Among the skilled baristas which produce the highest standard of coffee experience, Annie Strus has been working in the café since March 2019. Like her colleagues, Annie prepares the orders, delivers customer service, and helps clean the dining room. She was the second candidate hired through the Ready, Willing and Able program (RWA); a national program that makes employers aware of the benefits of hiring neurodivergent candidates and provides access to talented candidates with an intellectual disability or on the autism spectrum.
A dream comes true.
Javaroma owner, Rami Kassem explains that his commitment to diverse hiring is part of the culture of his company which has always looked to hire people with atypical backgrounds. Rami points out that by hiring the candidates through RWA – and their local delivery partner, Employability/Inclusion NWT – he could be sure that they were not ‘employees apart’, but rather gradually integrated into the various tasks all Javaroma employees perform. Rami stated, “Annie was a customer of the café before she became our employee. Her dream was to work here, and we were able to make it a reality. We wanted her to evolve in an environment that gives her the opportunity to progress, in the same way as other employees.”
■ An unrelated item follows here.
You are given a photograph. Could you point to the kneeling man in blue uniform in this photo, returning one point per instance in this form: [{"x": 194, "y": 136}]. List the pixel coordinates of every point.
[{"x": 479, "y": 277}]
In terms of Annie’s on-the-job performance Rami explains: “The café offers several types of coffee and Annie refers to recipes (if needed) to prepare coffees according to the company standards. We have put in place strategies that help her respond to customer orders quickly. She also overcame her shyness, as part of the job is speaking to customers to ensure they are satisfied with their service. Customers love it. Employees too. Annie does social activities with her colleagues outside of work hours.”
Positive impact on customers
Like over 73% of other businesses who have hired via RWA, Javaroma has reported receiving great positive feedback from customers/clients regarding their commitment to inclusion. Rami says that one of his clients came to offer Annie a bouquet of flowers to show her appreciation for the work she does. He adds: “The impact on the customers is undeniable and this is good for business. Some customers come to the café only because they want to encourage companies that hire in an inclusive way.”
Rami concludes by saying that his company is like a small ‘version’ of Canada; somewhere that offers everyone a chance to prosper. Rami says “We have people of diverse backgrounds, visible minorities, allophones, people with diverse backgrounds, etc.” He also points out that employers must be open to inclusive hiring and never forget that everyone may one day find themselves in a situation of disability: hence the importance of creating inclusive work environments. Overall inclusive hiring is simply good for business all around: “The employees referred by RWA are loyal, and their attitudes are exemplary.”
 Study of RWA Employer Satisfaction, UBC-CIC 2018.